Invisible on Campus
Rape Survivors and Sexual Assault Centres
Nearly a quarter of female university students will have experienced a sexual assault by the time they graduate.
That’s a shocking, horrifying statistic and coupled with Concordia’s culture of social awareness and responsibility, it makes the oversight of these statistics even more unsettling than when they’re ignored in mainstream society.
“It’s pretty clear that universities are a place where a lot of sketchy stuff goes down,” said Maya Rolbin-Ghanie, a 2110 Centre for Gender Advocacy campaigner. “The anti-sexual assault campaigns that I’ve seen are generally pretty flawed and target the victim as someone who needs to change their behavior.”
The 2110 has been working since the fall of 2011 to found a sexual assault centre on campus. The university’s position is that there aren’t enough resources for it and that health services offers sufficient aid to assault survivors.
“We don’t have one because if someone comes in after being sexually assaulted then we refer [them elsewhere],” said Julie Gagné, the manager of Clinical Services at Concordia. “We would never turn someone away, but by law it has to be done at certain places so the [perpetrator] can’t deny it in court.”
If they want the rape exam, the university sends students to the CLSC Faubourg or Montreal General Hospital, where they can also book a counseling appointment—but due to demand, they could wait over a month to speak to someone.

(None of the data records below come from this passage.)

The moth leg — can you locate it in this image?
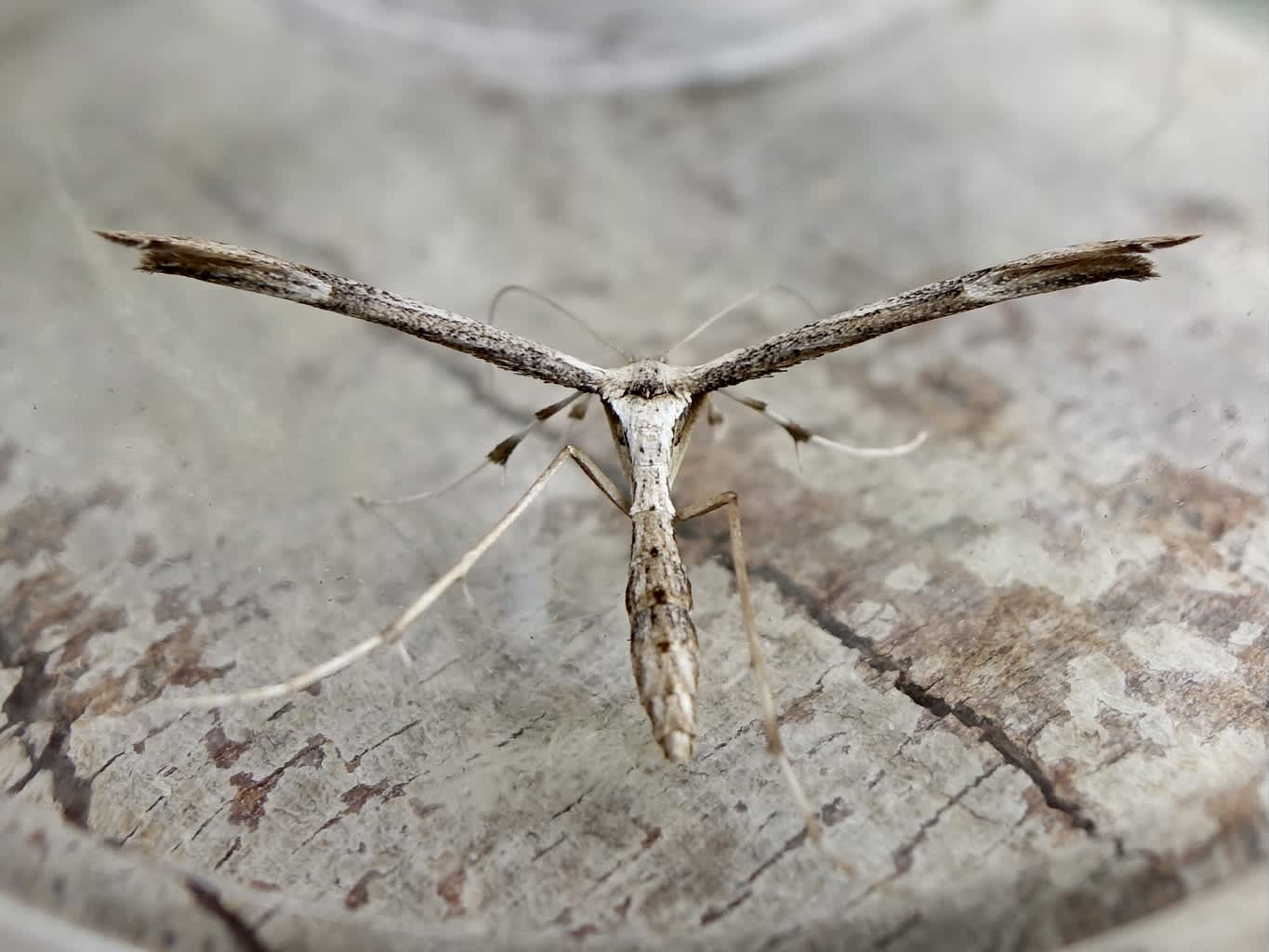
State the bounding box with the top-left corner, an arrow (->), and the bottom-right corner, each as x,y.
173,444 -> 629,707
352,392 -> 588,507
677,490 -> 852,873
717,390 -> 926,459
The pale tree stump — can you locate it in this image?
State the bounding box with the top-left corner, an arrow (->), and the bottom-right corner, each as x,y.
0,0 -> 1269,949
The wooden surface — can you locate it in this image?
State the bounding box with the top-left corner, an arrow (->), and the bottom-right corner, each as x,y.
0,0 -> 1269,949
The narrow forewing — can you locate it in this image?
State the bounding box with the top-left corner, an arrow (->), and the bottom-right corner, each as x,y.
98,231 -> 604,392
684,235 -> 1198,393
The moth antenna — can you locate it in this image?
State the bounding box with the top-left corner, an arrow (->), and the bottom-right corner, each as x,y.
663,284 -> 820,357
489,284 -> 635,363
717,390 -> 928,466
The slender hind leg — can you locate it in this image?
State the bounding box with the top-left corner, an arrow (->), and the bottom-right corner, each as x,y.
174,444 -> 629,707
678,490 -> 851,873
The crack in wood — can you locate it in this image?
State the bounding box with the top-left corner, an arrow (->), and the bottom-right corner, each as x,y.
750,565 -> 1096,835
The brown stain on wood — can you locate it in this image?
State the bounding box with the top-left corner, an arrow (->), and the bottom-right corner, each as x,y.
203,723 -> 255,771
344,869 -> 383,909
229,734 -> 330,830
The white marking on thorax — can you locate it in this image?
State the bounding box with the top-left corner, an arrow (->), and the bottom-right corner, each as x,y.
609,393 -> 688,517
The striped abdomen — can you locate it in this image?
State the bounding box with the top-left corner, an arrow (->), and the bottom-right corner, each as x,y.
626,510 -> 698,763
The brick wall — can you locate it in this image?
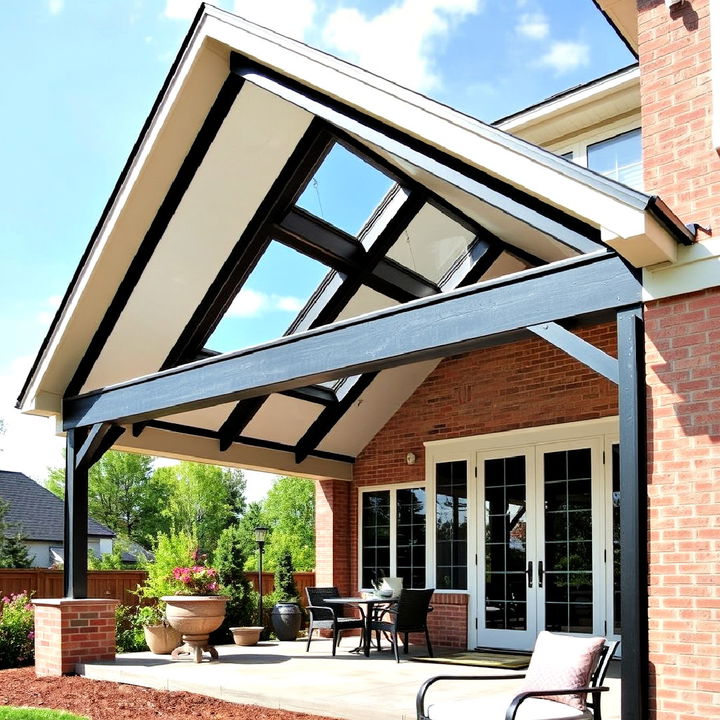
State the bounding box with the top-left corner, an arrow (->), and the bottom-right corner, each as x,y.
346,324 -> 617,648
33,599 -> 118,676
638,0 -> 720,227
646,288 -> 720,720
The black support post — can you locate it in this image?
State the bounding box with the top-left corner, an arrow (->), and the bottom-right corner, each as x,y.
617,307 -> 649,720
63,428 -> 88,599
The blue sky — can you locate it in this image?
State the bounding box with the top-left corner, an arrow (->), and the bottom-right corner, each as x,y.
0,0 -> 633,479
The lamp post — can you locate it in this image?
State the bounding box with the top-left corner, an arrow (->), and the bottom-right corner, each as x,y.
255,525 -> 268,627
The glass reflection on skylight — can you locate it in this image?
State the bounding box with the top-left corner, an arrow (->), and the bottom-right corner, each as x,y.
296,145 -> 394,236
205,242 -> 328,352
388,205 -> 475,282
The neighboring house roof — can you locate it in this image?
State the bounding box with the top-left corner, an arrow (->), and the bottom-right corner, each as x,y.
0,470 -> 115,543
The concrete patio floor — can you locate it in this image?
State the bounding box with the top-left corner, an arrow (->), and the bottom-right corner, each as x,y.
77,638 -> 620,720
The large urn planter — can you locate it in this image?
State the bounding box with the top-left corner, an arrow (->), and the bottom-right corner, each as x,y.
230,625 -> 265,647
162,595 -> 228,662
143,623 -> 182,655
270,603 -> 302,640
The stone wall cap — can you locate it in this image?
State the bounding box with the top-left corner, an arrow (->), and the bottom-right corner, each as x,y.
30,598 -> 120,607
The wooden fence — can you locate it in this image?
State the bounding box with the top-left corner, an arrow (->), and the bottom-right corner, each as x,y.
0,568 -> 315,605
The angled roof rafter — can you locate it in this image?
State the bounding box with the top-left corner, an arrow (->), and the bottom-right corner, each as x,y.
64,253 -> 642,429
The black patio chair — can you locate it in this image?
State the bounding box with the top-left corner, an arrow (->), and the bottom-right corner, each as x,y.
305,587 -> 365,655
415,632 -> 620,720
370,588 -> 435,662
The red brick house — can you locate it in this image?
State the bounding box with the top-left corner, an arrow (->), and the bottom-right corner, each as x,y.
19,0 -> 720,720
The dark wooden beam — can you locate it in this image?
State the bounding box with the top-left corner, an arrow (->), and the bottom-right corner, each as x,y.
528,323 -> 619,385
295,373 -> 377,463
147,420 -> 355,465
63,428 -> 88,599
66,75 -> 243,395
231,60 -> 604,253
617,306 -> 650,720
64,253 -> 642,429
161,120 -> 332,370
75,423 -> 125,470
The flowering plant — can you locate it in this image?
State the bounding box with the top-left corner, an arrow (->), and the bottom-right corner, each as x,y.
171,565 -> 220,595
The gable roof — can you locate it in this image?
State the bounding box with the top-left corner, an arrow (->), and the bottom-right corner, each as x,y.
0,470 -> 115,544
19,6 -> 690,477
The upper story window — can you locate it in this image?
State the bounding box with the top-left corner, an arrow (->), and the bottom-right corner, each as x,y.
587,128 -> 642,190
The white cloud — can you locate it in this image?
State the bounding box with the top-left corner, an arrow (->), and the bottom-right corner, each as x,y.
0,356 -> 64,480
323,0 -> 481,91
228,288 -> 305,317
515,12 -> 550,40
233,0 -> 317,40
163,0 -> 202,20
36,295 -> 62,325
540,42 -> 590,75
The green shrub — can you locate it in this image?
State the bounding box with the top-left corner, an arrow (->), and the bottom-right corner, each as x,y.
212,525 -> 258,643
115,605 -> 148,653
0,707 -> 89,720
0,593 -> 35,670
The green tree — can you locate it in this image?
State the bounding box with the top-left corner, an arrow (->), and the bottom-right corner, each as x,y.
0,500 -> 32,568
156,462 -> 245,553
213,524 -> 257,642
46,450 -> 167,546
255,476 -> 315,572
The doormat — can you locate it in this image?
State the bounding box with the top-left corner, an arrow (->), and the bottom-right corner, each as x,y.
410,650 -> 530,670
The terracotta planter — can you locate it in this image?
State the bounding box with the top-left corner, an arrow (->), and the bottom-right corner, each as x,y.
230,626 -> 265,646
161,595 -> 228,662
143,625 -> 182,655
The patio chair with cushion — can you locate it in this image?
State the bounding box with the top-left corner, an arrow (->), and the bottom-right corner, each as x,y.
370,588 -> 435,662
305,587 -> 365,655
416,631 -> 619,720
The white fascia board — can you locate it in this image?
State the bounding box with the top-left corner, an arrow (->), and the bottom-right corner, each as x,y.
643,237 -> 720,301
202,8 -> 664,245
20,20 -> 217,415
495,67 -> 640,133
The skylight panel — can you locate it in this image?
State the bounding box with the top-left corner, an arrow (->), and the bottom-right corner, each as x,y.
388,205 -> 475,282
297,145 -> 394,236
206,241 -> 328,353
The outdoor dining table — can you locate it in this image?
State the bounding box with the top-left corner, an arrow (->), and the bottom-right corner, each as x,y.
325,596 -> 397,657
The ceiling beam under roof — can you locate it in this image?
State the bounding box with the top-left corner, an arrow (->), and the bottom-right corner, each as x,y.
64,253 -> 642,429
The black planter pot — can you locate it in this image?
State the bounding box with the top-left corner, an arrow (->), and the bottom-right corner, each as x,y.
270,603 -> 302,640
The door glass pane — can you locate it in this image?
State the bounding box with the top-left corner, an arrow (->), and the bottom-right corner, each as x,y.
484,455 -> 527,630
397,488 -> 426,588
362,490 -> 390,588
543,448 -> 593,633
612,443 -> 621,635
435,460 -> 467,590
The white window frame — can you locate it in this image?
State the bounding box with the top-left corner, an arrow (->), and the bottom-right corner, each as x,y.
357,482 -> 424,591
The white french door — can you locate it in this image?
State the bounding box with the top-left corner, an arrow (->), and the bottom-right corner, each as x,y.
476,437 -> 607,650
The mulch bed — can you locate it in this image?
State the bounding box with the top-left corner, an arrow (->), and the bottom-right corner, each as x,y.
0,667 -> 338,720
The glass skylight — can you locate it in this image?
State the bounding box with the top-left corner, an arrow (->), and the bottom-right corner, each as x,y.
388,205 -> 475,282
297,145 -> 394,236
205,242 -> 328,352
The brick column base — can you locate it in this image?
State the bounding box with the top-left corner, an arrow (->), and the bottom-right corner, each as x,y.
32,598 -> 118,676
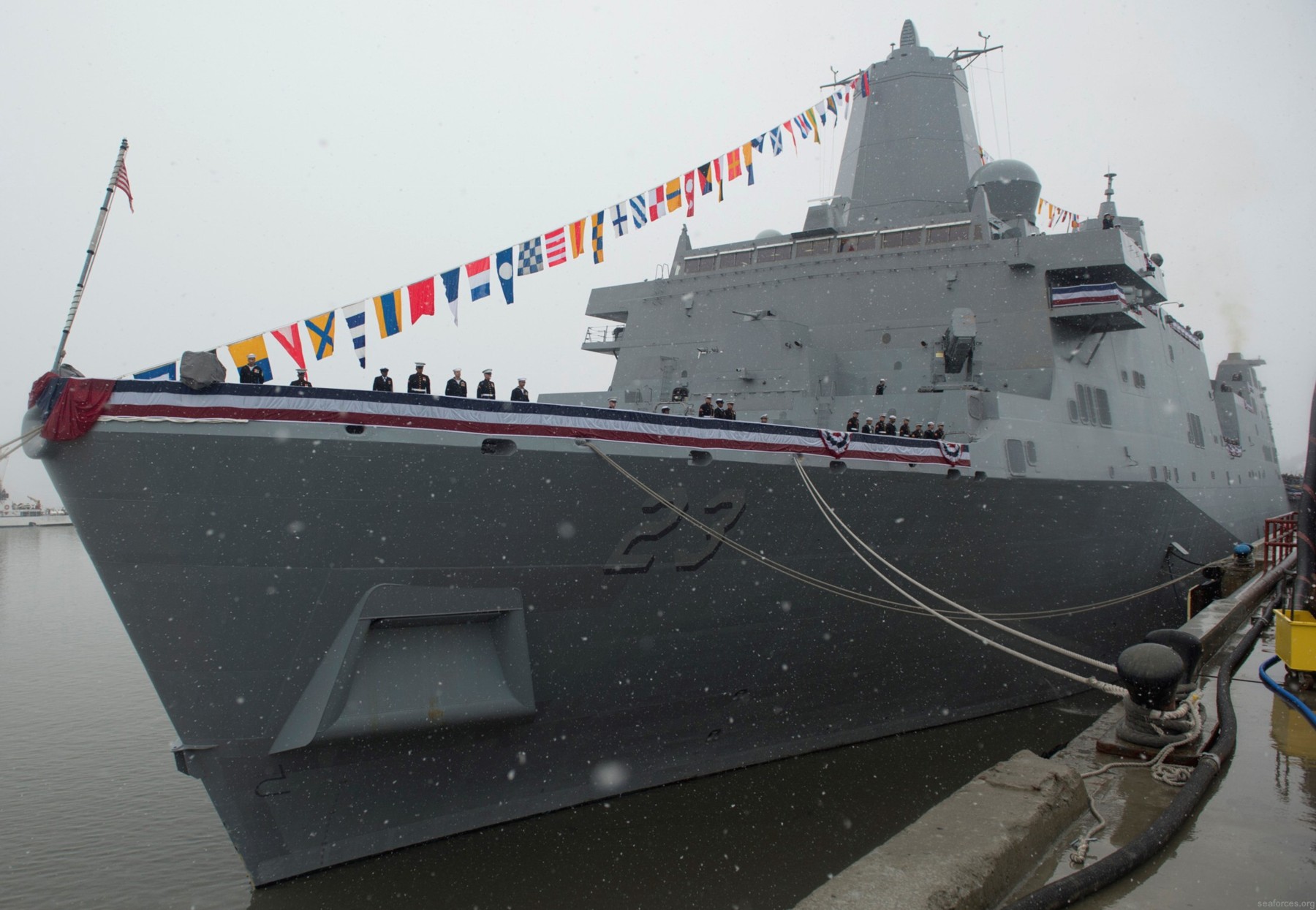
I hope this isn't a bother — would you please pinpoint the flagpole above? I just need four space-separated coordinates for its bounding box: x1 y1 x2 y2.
50 140 128 372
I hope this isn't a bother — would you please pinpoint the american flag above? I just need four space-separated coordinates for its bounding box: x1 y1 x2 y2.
115 162 137 212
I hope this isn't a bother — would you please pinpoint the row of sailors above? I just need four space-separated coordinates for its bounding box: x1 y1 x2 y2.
845 410 946 439
238 354 530 401
372 362 530 401
251 354 946 439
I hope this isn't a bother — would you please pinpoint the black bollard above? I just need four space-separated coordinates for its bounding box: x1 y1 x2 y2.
1115 642 1184 710
1142 629 1201 683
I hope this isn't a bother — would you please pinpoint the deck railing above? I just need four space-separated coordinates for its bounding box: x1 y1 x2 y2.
1260 512 1298 572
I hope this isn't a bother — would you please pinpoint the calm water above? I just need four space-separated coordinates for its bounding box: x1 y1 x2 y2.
10 528 1295 910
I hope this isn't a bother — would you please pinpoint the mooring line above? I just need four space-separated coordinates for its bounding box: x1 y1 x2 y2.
795 458 1117 675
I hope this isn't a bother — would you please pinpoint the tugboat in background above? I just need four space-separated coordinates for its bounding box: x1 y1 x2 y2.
0 485 74 527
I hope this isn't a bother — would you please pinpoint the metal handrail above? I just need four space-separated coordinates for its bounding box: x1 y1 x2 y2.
1260 512 1298 571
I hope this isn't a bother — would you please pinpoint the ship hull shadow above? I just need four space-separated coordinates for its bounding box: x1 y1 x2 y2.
46 425 1233 885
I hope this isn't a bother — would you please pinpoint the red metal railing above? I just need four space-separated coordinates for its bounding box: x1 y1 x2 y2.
1260 512 1298 572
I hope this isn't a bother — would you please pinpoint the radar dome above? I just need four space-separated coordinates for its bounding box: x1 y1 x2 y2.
969 158 1043 221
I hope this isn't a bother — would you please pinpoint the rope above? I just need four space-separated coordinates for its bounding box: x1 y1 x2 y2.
581 439 1228 628
795 458 1117 673
1070 689 1214 865
795 456 1128 696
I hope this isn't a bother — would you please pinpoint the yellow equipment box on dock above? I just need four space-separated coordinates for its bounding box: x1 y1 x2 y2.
1275 610 1316 673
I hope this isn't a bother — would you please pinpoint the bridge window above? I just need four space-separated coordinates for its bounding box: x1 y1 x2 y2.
1005 439 1028 477
686 254 717 275
882 227 923 250
758 243 791 265
928 221 969 243
717 250 754 268
795 237 832 257
837 234 878 252
1092 388 1111 426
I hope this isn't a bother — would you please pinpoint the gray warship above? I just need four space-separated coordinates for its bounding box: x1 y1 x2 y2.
26 23 1287 885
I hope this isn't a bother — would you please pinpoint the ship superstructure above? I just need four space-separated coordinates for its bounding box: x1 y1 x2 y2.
29 23 1285 884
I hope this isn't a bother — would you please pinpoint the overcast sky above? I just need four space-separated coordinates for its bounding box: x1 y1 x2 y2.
0 0 1316 498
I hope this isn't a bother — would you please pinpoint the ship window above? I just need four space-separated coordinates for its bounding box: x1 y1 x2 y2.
837 234 878 252
795 237 832 257
1092 390 1111 426
928 221 969 243
1005 439 1028 477
758 243 791 263
882 227 923 250
1074 383 1092 423
717 250 754 268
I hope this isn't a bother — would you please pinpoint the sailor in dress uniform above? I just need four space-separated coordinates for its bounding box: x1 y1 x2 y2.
444 370 466 398
406 362 429 395
475 370 497 401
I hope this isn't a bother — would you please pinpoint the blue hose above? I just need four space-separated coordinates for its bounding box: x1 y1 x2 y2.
1257 655 1316 727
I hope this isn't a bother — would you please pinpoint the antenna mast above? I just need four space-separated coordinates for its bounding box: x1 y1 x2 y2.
50 140 128 372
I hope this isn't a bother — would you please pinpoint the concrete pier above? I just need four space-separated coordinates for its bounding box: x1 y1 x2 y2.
796 557 1290 910
798 751 1087 910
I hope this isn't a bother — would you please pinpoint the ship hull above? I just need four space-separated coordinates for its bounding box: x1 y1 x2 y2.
43 399 1233 884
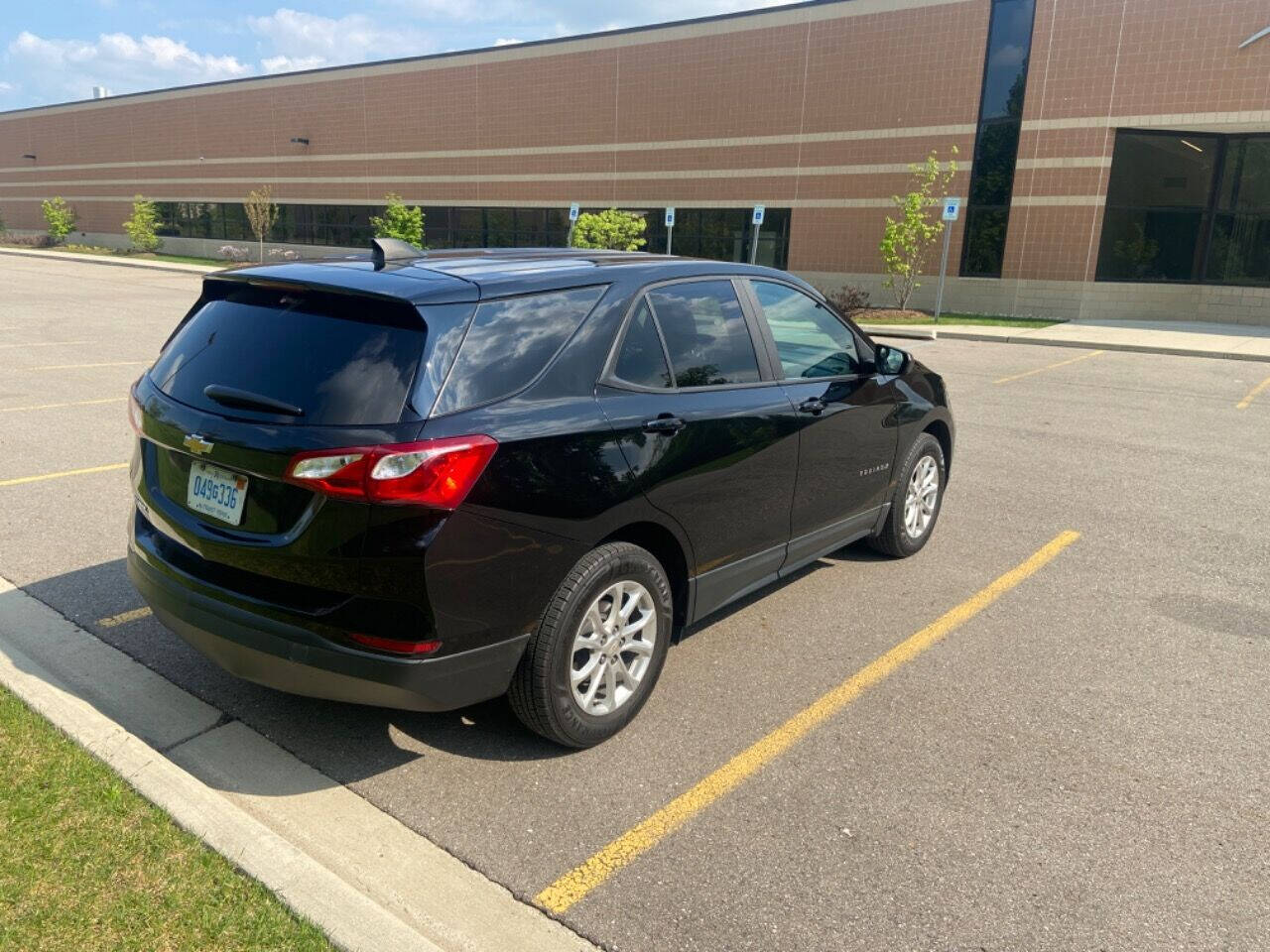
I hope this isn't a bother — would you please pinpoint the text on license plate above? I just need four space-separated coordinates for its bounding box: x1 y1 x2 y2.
186 461 246 526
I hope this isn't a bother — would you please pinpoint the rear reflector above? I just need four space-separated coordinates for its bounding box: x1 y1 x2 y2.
128 381 142 436
348 631 441 654
286 435 498 509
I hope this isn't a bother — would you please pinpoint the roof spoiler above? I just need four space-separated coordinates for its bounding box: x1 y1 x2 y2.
371 237 426 271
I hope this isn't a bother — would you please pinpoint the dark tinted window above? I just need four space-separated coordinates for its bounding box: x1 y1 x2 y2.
979 0 1034 122
1206 136 1270 285
961 0 1035 278
1097 132 1220 281
615 298 671 387
150 289 425 425
753 281 860 380
649 281 758 387
433 287 604 416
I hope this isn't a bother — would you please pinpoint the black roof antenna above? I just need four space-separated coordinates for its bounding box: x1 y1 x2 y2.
371 239 425 271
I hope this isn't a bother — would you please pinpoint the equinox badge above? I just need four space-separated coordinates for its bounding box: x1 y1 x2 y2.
181 432 212 456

For advocates of a sexual assault centre on campus, health services just isn’t specialized enough to address the needs of survivors in a timely and sensitive way.
“An actual sexual assault centre with people trained to deal with sexual assault, non-consensual sex—and that would cover things like rape kits—[is needed],” said Rolbin-Ghanie. “But also to help people navigate the legal system and their legal options on top of medical ones.”
Rolbin-Ghanie added that advocacy is another reason to have a specialized centre, because the stigma surrounding assaults keeps victims invisible. The idea that the survivors brought the assault on themselves is a prominent part of most anti-assault campaigns.
The status of this misconception became obvious last year when a Toronto police officer giving a campus safety information session said that if women wanted to stay safe “they should avoid dressing like sluts.”
This statement is seen as being responsible for the controversial “slut walk” demonstrations that sprung up across North America following his remarks.
This same caricature of sexual assault is echoed at Concordia. The university’s security webpage advises that, to prevent assaults, women should avoid dimly lit areas and not consume alcohol to the point that they can’t “react quickly to any situation.”
“They address people that might be assaulted but they don’t address people who assault,” Rolbin-Ghanie said. “A society where that is the primary message in the campaigns is just an indication that we still have values that are kind of sick.”
According to a Canadian study, one in five male college students surveyed said that forced intercourse was alright “if he spent money on her,” “if he is stoned or drunk,” or “if they had been dating for a long time.”
Concordia’s approach to outsourcing sexual assault cases is reinforced by the idea that a special centre for survivors on campus would be counterproductive.
“Most of the time people would not join a group in their own environment,” Gagné said, “because they would see people they see everyday within the building. Usually support groups are on the outside so people don’t know each other.”
The 2110 has the goal of collecting 5,000 signatures for their cause to both raise the profile of the issue and put pressure on the administration. On March 5, the signature-collecting campaign was taken to the Hall Building and volunteers talked to several hundred students.
“The vast majority of people are willing to sign [the petition],” Rolbin-Ghanie said. “And most students are quite shocked that there’s not a sexual assault centre, most of them just assume there is.”